William Bradford was the governor of the Colony. He writes:
“They began now to gather in the small harvest they had, and to fit up their houses and dwellings against winter, being all well recovered in health and strength and had all things in good plenty. For as some were thus employed in affairs abroad, others were exercised in fishing, about cod and bass and other fish, of which they took good store, of which every family had their portion. All the summer there was no want; and now began to come in store of fowl, as winter approached, of which this place did abound when they came first (but afterward decreased by degrees). And besides waterfowl there was great store of wild turkeys, of which they took many, besides venison, etc. Besides, they had about a peck of meal a week to a person, or now since harvest, Indian corn to that proportion. Which made many afterwards write so largely of their plenty here to their friends in England, which were not feigned but true reports.”
There are some teachers and writers who claim that the Pilgrims stole land from the Native Americans and treated them harshly. This is not true. The Pilgrims and the Native Americans in their neighborhood signed a peace treaty of mutual respect and friendship that lasted fifty years. How many treaties do you know that last fifty years? It was only later that less honorable people from both sides violated the trust between the parties.
A Miracle of Survival
Of the original 102 Mayflower passengers, 29 were women. Eighteen were married, ten were children and one was single. Of the eighteen married women, fourteen died in the first winter leaving only four surviving married women.

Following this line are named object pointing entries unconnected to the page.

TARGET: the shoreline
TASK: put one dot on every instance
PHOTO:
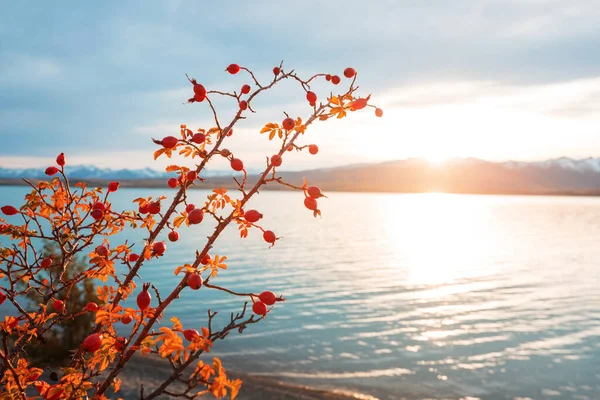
(151, 371)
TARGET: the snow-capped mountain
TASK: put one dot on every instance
(470, 175)
(91, 172)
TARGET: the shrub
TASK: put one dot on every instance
(77, 219)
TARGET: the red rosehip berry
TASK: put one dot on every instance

These were Mary Brewster, Susanna White, Elizabeth Hopkins, and Ellen Billington. Symbolically, America was born from the womb of these few godly women who had a Judeo-Christian, Hebraic faith and worldview. Think about it!
Bradford acknowledged the divine providence of God with these words, “Thus out of small beginnings greater things have been produced by His hand that made all things from nothing, and gives being to all thing that are; and, as one small candle may light a thousand, so the light here kindled hath shone unto many, yea, in some sort to our whole nation; let the glorious name of Jehovah have all the praise.”
In 1650, Bradford writes, “Of these 100 or so of persons who came over first, more than half died in the first general sickness. Of those that remained, some were too old to have children. Nevertheless in those thirty years there have sprung up from that stock over 160 persons now living in this year 1650; and of the old stock itself, nearly thirty persons still survive. Let the Lord have the praise, Who is the High Preserver of men.”